Khristina Ovcharenko, a third-grade teacher, in her classroom in Stanytsia Luhanska, in early February. She left the area on February 17th, hours after a nearby kindergarten building was shelled. Ovcharenko, who has been a teacher for eleven years, said that children who are old enough to remember the start of the separatist rebellion “stand out—they’re more anxious, less calm.”
Alla Melnichuk watched the conflict escalate from her home in Hirske. “There was whistling overhead, and instead of ducking and covering, as the instructions say, I went, Huh? Fear didn’t come until later,” she said.
“My entire family is in Russia, even though I was born here, and I consider Ukraine my homeland, too,” Karina Shyian said, in Popasna. “I have family there, and I have family here. So I’m neither against Russia nor against Ukraine. I am for peace.”
In Lysychansk, a single train track at a defunct beverage factory was used as a pedestrian bridge to a park, until it was bombed by Russian-backed separatists, in June, 2014. Ukrainian forces regained control of the area later that summer, but the bridge was never repaired.
Nastya, Masha, and Yana at an athletic center in Stanytsia Luhanska, where children take free gymnastics lessons. “There’s never enough time,” Tatiana Kopanaiko, an instructor, said. “I wish I could give every child some personal attention.” As fighting intensified before the Russian invasion, she continued holding practices: “We had some shelling recently, after lunch, but when we put the music on you can’t hear a thing.”
A woman passes through a checkpoint near Stanytsia Luhanska, on February 9th. As fears of a Russian invasion mounted, some residents evacuated into Kyiv-controlled territory; others crossed into separatist-held territory or boarded buses headed for Russia.
Olexander, a twenty-year-old Ukrainian soldier, near Stanytsia Luhanska in a makeshift barracks, which has since been destroyed by bombing.

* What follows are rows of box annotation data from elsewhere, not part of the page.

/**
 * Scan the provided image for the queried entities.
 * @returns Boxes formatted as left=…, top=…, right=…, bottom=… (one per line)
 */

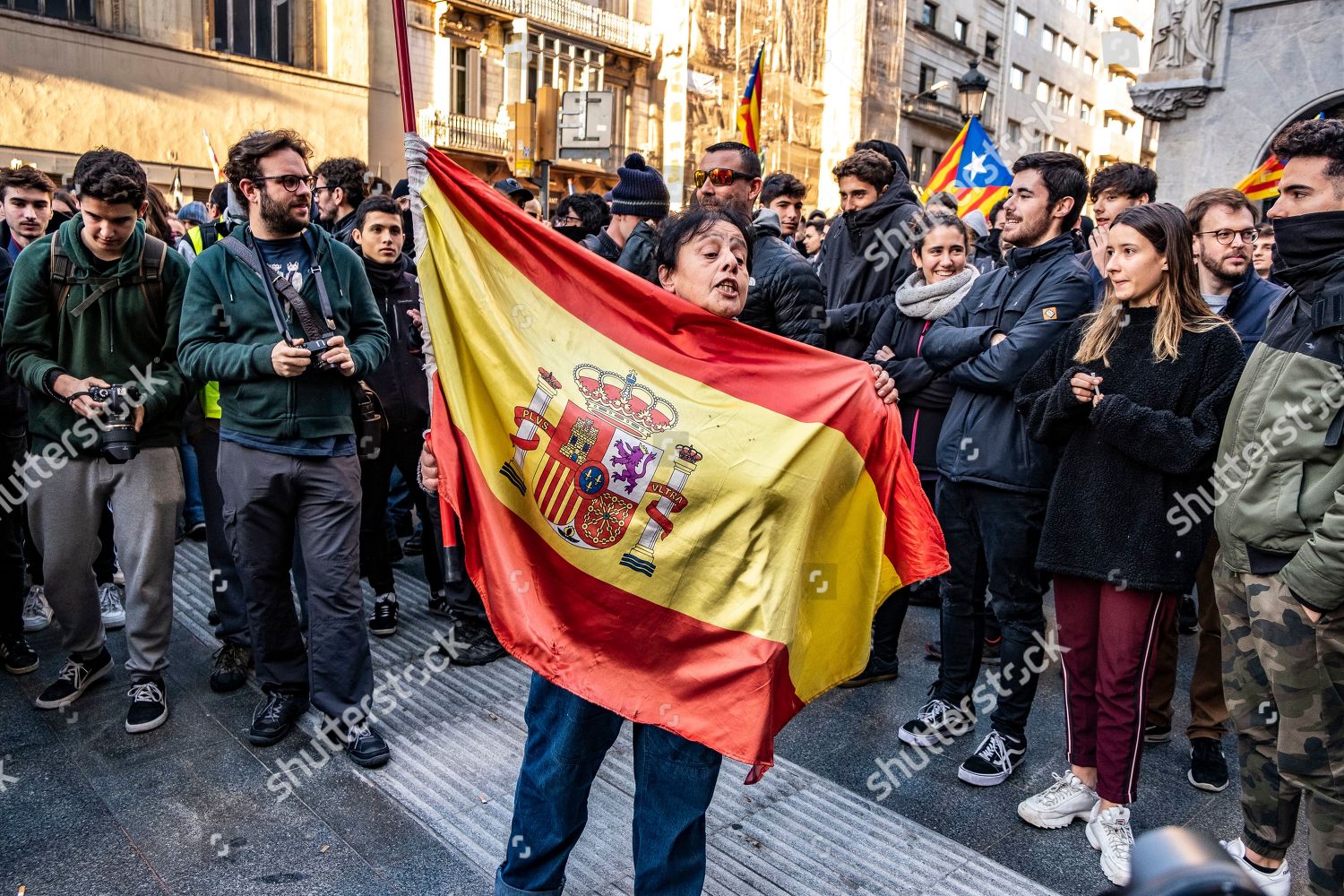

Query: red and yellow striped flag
left=1236, top=154, right=1284, bottom=200
left=419, top=151, right=948, bottom=780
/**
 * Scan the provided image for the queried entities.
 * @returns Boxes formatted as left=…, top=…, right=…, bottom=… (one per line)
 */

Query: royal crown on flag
left=574, top=364, right=677, bottom=438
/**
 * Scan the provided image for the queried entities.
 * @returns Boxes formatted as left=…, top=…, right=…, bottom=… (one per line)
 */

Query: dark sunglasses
left=249, top=175, right=317, bottom=194
left=695, top=168, right=752, bottom=189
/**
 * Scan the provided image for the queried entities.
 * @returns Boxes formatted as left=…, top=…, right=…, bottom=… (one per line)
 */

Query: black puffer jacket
left=924, top=234, right=1093, bottom=493
left=365, top=255, right=429, bottom=434
left=1018, top=307, right=1245, bottom=594
left=738, top=208, right=827, bottom=348
left=817, top=168, right=922, bottom=358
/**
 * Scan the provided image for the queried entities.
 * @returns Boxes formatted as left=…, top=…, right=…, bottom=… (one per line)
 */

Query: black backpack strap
left=48, top=231, right=83, bottom=312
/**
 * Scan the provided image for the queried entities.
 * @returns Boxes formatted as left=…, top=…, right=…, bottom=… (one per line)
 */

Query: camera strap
left=220, top=234, right=332, bottom=341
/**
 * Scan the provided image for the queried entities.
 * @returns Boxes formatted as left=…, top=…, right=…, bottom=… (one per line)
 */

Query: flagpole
left=392, top=0, right=416, bottom=133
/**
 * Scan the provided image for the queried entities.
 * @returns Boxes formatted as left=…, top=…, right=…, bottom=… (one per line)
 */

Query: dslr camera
left=89, top=383, right=144, bottom=463
left=298, top=331, right=336, bottom=371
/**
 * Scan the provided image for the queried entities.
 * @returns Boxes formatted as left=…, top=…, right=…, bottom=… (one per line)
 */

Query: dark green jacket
left=177, top=226, right=389, bottom=438
left=0, top=215, right=190, bottom=454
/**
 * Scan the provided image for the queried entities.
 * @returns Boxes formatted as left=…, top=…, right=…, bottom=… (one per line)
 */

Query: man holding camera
left=3, top=149, right=187, bottom=734
left=180, top=130, right=389, bottom=767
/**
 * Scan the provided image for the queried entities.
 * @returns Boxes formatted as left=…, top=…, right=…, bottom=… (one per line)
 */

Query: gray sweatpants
left=29, top=447, right=183, bottom=680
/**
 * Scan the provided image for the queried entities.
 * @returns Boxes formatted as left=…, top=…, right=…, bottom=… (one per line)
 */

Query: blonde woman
left=1018, top=202, right=1245, bottom=885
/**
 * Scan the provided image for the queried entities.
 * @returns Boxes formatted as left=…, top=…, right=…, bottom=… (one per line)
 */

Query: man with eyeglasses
left=1144, top=188, right=1284, bottom=793
left=314, top=159, right=368, bottom=243
left=179, top=130, right=389, bottom=767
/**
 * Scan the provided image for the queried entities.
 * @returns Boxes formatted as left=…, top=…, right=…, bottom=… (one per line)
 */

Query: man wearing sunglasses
left=179, top=130, right=389, bottom=767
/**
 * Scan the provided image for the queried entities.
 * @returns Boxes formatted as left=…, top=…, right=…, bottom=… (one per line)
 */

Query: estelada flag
left=922, top=118, right=1012, bottom=218
left=738, top=44, right=765, bottom=151
left=418, top=145, right=948, bottom=780
left=1236, top=154, right=1284, bottom=199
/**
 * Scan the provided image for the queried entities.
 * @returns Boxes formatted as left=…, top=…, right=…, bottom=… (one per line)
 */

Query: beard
left=261, top=191, right=308, bottom=237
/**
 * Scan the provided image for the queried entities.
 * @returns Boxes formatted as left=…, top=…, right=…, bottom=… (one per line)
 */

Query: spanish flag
left=1236, top=154, right=1284, bottom=200
left=413, top=151, right=948, bottom=780
left=922, top=116, right=1012, bottom=218
left=738, top=44, right=765, bottom=151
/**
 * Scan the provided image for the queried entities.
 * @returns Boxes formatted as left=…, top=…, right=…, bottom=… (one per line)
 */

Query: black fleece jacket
left=1016, top=307, right=1246, bottom=594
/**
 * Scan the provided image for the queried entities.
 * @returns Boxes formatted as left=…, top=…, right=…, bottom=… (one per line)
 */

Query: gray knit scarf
left=897, top=264, right=980, bottom=321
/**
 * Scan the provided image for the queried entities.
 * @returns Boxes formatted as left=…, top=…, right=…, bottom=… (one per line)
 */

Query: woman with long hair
left=841, top=211, right=980, bottom=688
left=1018, top=202, right=1245, bottom=884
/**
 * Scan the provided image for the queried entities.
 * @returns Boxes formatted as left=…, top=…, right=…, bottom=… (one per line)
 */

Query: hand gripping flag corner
left=419, top=151, right=948, bottom=780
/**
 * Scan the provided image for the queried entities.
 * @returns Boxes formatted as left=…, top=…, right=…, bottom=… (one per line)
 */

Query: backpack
left=51, top=232, right=168, bottom=332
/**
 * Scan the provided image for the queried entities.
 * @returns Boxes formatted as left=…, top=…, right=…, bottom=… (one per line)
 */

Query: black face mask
left=551, top=224, right=589, bottom=243
left=1274, top=211, right=1344, bottom=274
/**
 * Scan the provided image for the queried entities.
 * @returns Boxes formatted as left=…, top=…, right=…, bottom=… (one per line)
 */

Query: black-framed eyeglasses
left=695, top=168, right=752, bottom=189
left=249, top=175, right=317, bottom=194
left=1196, top=227, right=1260, bottom=246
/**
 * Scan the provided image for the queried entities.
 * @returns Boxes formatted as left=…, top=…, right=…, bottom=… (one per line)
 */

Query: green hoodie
left=0, top=215, right=190, bottom=454
left=177, top=220, right=389, bottom=439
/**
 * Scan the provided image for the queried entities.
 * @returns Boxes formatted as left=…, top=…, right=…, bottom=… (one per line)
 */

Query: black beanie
left=612, top=151, right=671, bottom=220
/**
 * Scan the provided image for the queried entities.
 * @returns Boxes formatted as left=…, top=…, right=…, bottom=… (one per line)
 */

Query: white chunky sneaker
left=1088, top=801, right=1134, bottom=887
left=99, top=582, right=126, bottom=629
left=1218, top=837, right=1293, bottom=896
left=1018, top=771, right=1099, bottom=831
left=23, top=584, right=51, bottom=632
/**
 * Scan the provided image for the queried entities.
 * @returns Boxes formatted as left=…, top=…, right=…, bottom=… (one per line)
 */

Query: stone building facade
left=1132, top=0, right=1344, bottom=202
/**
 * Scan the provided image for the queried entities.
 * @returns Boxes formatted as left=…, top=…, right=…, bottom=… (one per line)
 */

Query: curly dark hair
left=225, top=129, right=314, bottom=196
left=1091, top=161, right=1158, bottom=202
left=314, top=159, right=368, bottom=208
left=653, top=205, right=755, bottom=271
left=1271, top=118, right=1344, bottom=190
left=757, top=170, right=808, bottom=208
left=556, top=194, right=612, bottom=234
left=74, top=146, right=150, bottom=208
left=831, top=149, right=897, bottom=191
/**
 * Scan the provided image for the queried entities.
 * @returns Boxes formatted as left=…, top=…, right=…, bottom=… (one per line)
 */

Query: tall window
left=919, top=65, right=938, bottom=92
left=212, top=0, right=295, bottom=65
left=0, top=0, right=94, bottom=25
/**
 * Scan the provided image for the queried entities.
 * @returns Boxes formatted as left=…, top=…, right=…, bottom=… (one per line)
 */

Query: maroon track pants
left=1054, top=575, right=1180, bottom=804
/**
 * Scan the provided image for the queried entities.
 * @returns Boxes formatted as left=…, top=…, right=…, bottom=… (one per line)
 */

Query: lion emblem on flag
left=500, top=363, right=703, bottom=576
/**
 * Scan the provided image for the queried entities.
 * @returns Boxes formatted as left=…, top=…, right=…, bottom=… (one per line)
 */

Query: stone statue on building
left=1150, top=0, right=1223, bottom=71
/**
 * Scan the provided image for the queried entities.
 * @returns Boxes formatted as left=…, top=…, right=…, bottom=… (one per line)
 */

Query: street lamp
left=957, top=59, right=989, bottom=118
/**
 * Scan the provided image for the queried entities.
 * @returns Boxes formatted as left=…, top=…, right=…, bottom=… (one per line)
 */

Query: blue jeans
left=495, top=673, right=723, bottom=896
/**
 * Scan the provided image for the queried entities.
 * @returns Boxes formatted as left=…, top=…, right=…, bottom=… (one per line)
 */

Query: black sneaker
left=368, top=594, right=397, bottom=638
left=0, top=634, right=38, bottom=676
left=32, top=646, right=112, bottom=710
left=247, top=691, right=308, bottom=747
left=346, top=721, right=392, bottom=769
left=435, top=622, right=504, bottom=667
left=126, top=678, right=168, bottom=735
left=429, top=591, right=453, bottom=619
left=840, top=653, right=900, bottom=688
left=980, top=638, right=1004, bottom=667
left=210, top=643, right=252, bottom=694
left=957, top=731, right=1027, bottom=788
left=898, top=697, right=976, bottom=747
left=1185, top=737, right=1228, bottom=794
left=1144, top=724, right=1172, bottom=745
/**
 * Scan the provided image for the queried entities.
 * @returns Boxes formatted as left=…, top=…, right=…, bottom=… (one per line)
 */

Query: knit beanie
left=612, top=151, right=671, bottom=220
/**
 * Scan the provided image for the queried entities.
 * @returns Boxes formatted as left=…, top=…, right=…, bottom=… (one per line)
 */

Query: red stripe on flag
left=432, top=382, right=804, bottom=778
left=426, top=149, right=948, bottom=599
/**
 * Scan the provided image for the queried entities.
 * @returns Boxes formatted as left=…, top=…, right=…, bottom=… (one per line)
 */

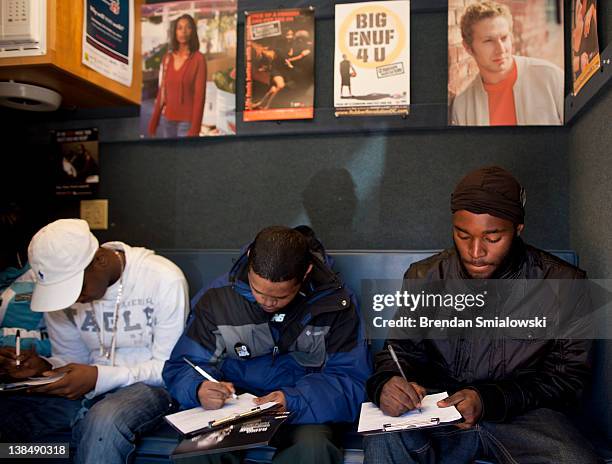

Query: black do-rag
left=451, top=166, right=525, bottom=224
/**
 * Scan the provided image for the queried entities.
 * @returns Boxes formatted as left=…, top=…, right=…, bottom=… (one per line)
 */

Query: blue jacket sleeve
left=162, top=295, right=224, bottom=408
left=281, top=302, right=372, bottom=424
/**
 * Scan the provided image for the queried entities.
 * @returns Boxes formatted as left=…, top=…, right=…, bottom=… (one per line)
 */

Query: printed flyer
left=334, top=0, right=410, bottom=116
left=244, top=8, right=315, bottom=121
left=81, top=0, right=134, bottom=87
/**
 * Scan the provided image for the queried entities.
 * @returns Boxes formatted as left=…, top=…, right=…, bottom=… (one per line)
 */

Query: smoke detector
left=0, top=81, right=62, bottom=111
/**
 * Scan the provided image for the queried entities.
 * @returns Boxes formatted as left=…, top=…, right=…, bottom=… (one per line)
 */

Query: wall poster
left=244, top=8, right=315, bottom=121
left=51, top=128, right=100, bottom=196
left=334, top=0, right=410, bottom=116
left=140, top=0, right=237, bottom=138
left=81, top=0, right=134, bottom=87
left=572, top=0, right=601, bottom=95
left=448, top=0, right=565, bottom=126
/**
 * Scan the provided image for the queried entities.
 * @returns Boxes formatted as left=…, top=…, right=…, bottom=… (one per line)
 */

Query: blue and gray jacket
left=163, top=239, right=371, bottom=424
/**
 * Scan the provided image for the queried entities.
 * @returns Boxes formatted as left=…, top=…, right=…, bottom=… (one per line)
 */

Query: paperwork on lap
left=165, top=393, right=278, bottom=435
left=0, top=373, right=65, bottom=391
left=357, top=392, right=462, bottom=434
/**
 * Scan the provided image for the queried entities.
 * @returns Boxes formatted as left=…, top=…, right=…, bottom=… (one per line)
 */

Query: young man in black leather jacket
left=365, top=167, right=597, bottom=464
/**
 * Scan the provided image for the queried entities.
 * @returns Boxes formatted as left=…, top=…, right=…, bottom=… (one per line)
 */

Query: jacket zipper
left=272, top=345, right=278, bottom=365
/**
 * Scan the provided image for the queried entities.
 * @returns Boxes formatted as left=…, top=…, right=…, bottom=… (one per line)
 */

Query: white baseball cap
left=28, top=219, right=99, bottom=311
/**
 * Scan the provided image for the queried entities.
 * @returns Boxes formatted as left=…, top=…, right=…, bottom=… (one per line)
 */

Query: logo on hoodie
left=234, top=342, right=251, bottom=359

Anna Bilko, an anesthesiologist, moved with her family to a farm near Stanytsia Luhanska in 2014, just as the separatist conflict was breaking out. "We did not regret moving," she said. "Only the fact that we didn't go farther into Ukraine, to get farther away from this war." She started raising goats because her young children "drank a lot of milk" and she and her husband run a cheese-making business. In the lead-up to the current invasion, the farm lost electricity. "When you hear the shooting—quieter one moment, louder the next—you feel very scared,” she said. “Our animals are very stressed out.”